Thank you for your reply and for your suggestion.
I would like give some information about debian version installed on boards.
On board with Asterisk installed, there is Debian GNU/Linux 7.8, on board with my application installed  there is Debian GNU/Linux 7.6.
The output of  "uname -a" command sent to both boards is:
Linux xxxxx 3.4.102 #1 SMP PREEMPT Thu Sep 4 12:55:36 CEST 2014 armv7l GNU/Linux.
The board with  Debian GNU/Linux 7.8 installed freezes more frequently than the board with Debian GNU/Linux 7.6.
Maybe the version of Debian freeze the system?


soenke

As i said, try another power supply and check the output on uart0 when a freeze occurs.

I dont think it depends on the kernel/debian version, it sounds more like a hardware/driver issue.

ricar

I'm checking the output on uart0 as you said and I'm waiting the next "random" freeze. I have difficultly in reproduce it.
What do you mean for hardware/driver issue? I tested 6 boards and each one has the same problem.

soenke


ricar

The SD card slot is empty because I booted from NAND.
3 boards use the same power supply  and the others use different power supply.

soenke

Well, than it looks more like a driver issue. The kernel output will probably help.

ricar

Hi,
I found this messages in serial console:
Unable to handle kernel paging request at virtual address 000103ec
Internal error: Oops: 17 [#2] PREEMPT SMP ARM
Unable to handle kernel NULL pointer dereference at virtual address 00000168
Modules linked in:[83814.799501]
LR is at __raw_spin_lock+0x20/0x94
pc : [<c001c224>]    lr : [<c0584848>]    psr: 60000013
sp : d162fc00  ip : 00000000  fp : d162fc2c
r10: c083a658  r9 : d162e000  r8 : 00000001
r7 : d162e000  r6 : 00000000  r5 : c083f940  r4 : 00000000
r3 : 00000000  r2 : d162fbf0  r1 : d162e000  r0 : 00000001
r3 : 00000000  r2 : d162fbf0  r1 : d162e000  r0 : 00000001
Flags: nZCv  IRQs on  FIQs on  Mode SVC_32  ISA ARM  Segment user
......
......
kernel:[83814.585336] Stack: (0xd162ff2c to 0xd1630000)
kernel:[83814.596806] ff20:    <1>Fixing recursive fault but reboot is needed!

P.S. This messages are displayed in serial console and in ssh console.
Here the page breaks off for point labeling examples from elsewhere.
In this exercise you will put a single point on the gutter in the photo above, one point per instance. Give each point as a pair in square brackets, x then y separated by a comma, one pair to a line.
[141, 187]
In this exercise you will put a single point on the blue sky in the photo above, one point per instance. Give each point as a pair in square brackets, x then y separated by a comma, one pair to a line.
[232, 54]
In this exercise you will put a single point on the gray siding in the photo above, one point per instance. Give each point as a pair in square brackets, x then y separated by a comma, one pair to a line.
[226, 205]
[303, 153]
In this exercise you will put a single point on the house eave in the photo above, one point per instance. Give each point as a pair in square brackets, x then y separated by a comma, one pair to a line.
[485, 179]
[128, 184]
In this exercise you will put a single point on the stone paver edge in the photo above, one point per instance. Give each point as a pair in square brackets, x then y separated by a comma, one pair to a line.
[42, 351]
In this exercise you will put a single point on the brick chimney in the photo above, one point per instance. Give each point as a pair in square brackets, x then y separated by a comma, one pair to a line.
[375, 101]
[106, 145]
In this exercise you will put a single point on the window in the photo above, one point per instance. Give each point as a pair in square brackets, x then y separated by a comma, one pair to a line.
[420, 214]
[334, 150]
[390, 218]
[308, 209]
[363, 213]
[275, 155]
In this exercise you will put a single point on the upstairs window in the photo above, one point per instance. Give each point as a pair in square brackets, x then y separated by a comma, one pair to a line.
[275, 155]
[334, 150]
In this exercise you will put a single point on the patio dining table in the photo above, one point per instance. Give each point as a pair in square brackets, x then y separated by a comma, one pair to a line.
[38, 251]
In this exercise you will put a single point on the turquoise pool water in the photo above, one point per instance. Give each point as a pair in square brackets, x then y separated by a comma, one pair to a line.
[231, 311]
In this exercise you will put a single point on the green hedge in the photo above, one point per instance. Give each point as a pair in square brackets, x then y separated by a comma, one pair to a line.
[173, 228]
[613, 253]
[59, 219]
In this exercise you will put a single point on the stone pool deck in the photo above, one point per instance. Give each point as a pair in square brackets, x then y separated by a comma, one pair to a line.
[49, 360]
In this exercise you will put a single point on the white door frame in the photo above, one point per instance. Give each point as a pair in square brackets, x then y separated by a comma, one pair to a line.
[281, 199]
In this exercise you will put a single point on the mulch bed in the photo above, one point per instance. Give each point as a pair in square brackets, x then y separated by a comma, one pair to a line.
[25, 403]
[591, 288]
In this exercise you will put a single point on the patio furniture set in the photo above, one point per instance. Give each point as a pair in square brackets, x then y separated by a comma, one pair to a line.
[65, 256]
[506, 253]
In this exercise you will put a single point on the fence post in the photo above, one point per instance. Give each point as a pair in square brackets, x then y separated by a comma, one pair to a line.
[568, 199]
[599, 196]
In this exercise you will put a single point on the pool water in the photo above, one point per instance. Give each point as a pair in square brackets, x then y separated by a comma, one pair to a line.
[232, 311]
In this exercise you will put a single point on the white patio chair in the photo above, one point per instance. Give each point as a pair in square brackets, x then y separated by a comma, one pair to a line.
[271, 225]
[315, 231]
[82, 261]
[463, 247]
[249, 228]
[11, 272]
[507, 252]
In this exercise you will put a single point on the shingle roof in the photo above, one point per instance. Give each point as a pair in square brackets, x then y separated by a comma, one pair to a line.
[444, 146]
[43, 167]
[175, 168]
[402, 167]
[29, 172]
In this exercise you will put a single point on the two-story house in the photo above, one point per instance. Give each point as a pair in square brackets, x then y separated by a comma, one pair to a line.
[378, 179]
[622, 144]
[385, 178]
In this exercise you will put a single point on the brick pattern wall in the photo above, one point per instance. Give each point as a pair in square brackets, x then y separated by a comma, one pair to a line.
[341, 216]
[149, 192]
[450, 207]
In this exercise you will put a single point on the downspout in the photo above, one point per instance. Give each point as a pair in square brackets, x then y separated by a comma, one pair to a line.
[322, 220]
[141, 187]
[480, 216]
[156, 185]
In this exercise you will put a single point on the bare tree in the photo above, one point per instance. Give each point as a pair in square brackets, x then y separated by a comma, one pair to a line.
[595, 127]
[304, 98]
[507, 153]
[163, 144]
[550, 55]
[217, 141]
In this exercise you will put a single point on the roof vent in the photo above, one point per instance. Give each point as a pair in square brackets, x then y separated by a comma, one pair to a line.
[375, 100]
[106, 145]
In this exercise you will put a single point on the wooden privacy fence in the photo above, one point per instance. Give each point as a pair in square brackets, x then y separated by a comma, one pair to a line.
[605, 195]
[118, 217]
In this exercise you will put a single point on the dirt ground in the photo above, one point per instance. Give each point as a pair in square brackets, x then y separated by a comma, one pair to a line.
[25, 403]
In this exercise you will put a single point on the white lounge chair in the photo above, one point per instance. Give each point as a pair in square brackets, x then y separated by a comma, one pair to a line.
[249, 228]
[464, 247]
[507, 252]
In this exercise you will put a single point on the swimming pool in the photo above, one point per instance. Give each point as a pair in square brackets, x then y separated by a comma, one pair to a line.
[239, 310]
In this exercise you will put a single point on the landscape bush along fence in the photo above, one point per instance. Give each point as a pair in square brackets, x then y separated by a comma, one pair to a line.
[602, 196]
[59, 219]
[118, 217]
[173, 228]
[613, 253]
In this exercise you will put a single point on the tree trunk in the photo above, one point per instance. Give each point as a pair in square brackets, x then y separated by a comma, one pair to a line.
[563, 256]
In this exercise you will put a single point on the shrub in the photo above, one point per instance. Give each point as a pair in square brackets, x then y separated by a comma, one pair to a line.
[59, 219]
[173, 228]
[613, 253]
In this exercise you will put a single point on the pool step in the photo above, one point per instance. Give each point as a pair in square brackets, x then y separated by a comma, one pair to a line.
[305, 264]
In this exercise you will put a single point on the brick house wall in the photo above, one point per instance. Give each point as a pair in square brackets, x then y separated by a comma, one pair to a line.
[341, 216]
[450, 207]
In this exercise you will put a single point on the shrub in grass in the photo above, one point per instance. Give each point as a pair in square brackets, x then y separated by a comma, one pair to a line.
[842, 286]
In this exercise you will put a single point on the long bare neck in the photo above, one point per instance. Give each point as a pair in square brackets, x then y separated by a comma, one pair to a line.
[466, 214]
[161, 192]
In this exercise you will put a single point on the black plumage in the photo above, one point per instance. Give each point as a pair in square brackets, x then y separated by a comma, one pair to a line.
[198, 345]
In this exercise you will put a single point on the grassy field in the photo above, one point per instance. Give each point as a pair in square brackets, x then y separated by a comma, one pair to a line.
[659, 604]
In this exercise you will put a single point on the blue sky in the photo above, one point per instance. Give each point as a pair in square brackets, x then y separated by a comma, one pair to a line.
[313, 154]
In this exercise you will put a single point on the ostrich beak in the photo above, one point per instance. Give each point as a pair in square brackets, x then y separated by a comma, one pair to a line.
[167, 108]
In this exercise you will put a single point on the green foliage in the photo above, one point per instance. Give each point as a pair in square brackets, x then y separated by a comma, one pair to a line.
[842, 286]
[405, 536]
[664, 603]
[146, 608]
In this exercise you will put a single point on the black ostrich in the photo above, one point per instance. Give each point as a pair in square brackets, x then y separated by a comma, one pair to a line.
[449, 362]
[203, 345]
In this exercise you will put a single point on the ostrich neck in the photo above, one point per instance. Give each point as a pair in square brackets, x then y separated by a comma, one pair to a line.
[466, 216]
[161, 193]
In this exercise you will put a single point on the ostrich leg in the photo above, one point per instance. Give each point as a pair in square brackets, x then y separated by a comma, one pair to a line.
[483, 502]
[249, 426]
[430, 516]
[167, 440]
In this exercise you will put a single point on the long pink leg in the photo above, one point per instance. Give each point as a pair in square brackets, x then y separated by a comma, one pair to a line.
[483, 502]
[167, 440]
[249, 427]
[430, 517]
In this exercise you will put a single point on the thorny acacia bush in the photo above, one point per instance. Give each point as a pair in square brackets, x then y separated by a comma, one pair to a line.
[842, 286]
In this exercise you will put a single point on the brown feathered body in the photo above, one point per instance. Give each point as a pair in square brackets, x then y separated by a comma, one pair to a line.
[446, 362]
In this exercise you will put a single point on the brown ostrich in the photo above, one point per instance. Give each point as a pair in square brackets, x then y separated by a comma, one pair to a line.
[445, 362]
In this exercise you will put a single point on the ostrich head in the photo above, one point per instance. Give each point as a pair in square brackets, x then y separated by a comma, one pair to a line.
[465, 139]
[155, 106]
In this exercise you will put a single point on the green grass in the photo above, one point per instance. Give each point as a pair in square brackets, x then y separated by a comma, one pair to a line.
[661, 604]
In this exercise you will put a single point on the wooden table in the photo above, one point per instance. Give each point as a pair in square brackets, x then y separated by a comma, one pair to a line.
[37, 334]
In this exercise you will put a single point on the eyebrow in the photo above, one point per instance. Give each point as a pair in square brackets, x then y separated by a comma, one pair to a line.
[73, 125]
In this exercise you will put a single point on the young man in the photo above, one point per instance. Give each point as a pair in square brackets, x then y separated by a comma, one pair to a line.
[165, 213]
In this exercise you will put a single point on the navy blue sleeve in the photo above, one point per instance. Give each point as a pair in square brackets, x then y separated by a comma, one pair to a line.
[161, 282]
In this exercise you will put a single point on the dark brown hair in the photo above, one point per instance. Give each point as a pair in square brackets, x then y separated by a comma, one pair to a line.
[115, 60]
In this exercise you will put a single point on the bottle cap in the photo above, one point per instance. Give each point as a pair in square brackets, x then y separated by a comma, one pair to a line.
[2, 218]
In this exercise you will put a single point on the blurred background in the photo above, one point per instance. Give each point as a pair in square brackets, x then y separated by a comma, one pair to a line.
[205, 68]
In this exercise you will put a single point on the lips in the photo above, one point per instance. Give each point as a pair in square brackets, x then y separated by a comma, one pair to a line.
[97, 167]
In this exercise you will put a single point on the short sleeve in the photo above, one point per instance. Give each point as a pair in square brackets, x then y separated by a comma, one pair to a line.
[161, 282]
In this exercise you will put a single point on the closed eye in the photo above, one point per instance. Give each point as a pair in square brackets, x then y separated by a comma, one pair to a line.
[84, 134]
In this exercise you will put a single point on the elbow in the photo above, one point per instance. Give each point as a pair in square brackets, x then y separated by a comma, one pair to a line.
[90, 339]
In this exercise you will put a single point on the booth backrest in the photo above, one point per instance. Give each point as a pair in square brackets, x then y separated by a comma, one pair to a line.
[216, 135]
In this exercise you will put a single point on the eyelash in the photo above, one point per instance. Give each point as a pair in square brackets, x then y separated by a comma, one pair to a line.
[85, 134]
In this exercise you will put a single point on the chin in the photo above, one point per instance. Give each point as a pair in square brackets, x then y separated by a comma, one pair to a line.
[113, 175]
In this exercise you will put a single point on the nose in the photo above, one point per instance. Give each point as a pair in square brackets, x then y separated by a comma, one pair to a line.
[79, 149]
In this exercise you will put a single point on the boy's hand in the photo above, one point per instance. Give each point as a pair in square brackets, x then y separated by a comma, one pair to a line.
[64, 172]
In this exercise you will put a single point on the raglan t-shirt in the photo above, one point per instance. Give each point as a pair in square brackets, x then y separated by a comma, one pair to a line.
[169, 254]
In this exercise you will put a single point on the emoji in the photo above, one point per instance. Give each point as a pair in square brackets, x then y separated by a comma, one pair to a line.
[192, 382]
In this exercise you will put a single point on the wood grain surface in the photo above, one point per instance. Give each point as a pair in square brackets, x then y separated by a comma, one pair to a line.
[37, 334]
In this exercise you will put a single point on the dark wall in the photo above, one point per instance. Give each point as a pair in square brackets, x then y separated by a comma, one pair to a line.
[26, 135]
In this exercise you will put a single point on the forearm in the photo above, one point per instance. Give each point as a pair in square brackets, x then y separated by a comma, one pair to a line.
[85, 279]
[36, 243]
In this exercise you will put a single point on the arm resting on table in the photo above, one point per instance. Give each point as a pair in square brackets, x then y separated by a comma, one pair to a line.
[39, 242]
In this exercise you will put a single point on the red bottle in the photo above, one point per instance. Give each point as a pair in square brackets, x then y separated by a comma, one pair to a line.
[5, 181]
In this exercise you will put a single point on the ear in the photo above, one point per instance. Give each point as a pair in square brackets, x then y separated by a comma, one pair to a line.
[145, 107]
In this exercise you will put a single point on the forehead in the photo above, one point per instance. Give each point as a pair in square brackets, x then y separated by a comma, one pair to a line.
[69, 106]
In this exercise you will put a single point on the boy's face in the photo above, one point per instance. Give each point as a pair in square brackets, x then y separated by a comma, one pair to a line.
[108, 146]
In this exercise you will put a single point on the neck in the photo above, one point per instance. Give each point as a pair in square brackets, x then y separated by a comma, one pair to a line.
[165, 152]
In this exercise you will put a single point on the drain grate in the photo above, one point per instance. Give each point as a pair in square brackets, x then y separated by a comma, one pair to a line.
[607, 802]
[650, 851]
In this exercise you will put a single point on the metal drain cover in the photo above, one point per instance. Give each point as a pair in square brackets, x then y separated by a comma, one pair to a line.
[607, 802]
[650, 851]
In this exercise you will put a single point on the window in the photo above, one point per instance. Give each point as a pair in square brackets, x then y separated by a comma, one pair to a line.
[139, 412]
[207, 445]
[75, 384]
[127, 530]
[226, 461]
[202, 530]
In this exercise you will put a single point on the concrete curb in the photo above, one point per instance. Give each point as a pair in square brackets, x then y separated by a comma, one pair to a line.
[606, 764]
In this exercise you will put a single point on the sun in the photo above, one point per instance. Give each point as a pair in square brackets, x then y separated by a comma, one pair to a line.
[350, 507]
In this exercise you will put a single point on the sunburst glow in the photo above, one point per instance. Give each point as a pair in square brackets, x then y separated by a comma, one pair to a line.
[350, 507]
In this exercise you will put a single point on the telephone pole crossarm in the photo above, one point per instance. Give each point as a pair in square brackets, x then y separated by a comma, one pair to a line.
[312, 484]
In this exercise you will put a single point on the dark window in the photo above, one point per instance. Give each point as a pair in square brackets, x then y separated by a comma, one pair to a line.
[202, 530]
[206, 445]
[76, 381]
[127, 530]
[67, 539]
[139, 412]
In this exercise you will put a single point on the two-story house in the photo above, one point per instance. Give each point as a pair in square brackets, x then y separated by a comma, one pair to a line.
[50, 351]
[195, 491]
Now I'm enable to send command using serial and ssh console but the device respond to ping request.

JohnS

If it's always the same message (you must check) then it's maybe a driver or kernel bug but if it changes it may well be bad power or RFI/EMI.

Try another kernel if you think it may be the kernel.

John


soenke

You need to replace the uImage-file in the boot-partition as well as the modules-directory in /lib/modules.

ricar

I updated Wheezy to Jessie but after reboot the "uname -a" command displays the old version of kernel (3.4.102).
In lib/modules directory there are  modules of the new version (3.16.0-4-armp) and in boot directory there are this file:

config-3.16.0-4-armmp      script.bin                 uImage
initrd.img-3.16.0-4-armmp  System.map-3.16.0-4-armmp  vmlinuz-3.16.0-4-armmp

Why "uname -a" doesn't display the new version of Kernel?
P.S. cat /etc/debian_version command displays the new version 8.4.


soenke

I didnt even know that 3.16 mainline can boot on a A20 :)
I thought there is a separate boot-partition on the sd-card containing the kernel?
Maybe you should try one of igors kernels, he has a 4.4 or 4.5 ready for download and install. But you will need to update uboot (bootloader) also. Even with a small tutorial afaik. Just search the forum for his posts, there are multiple topics about this.

ricar

My device doesn't boot from sd-card but from NAND. I think that the device boot from uImage that is in /boot directory. Is not correct?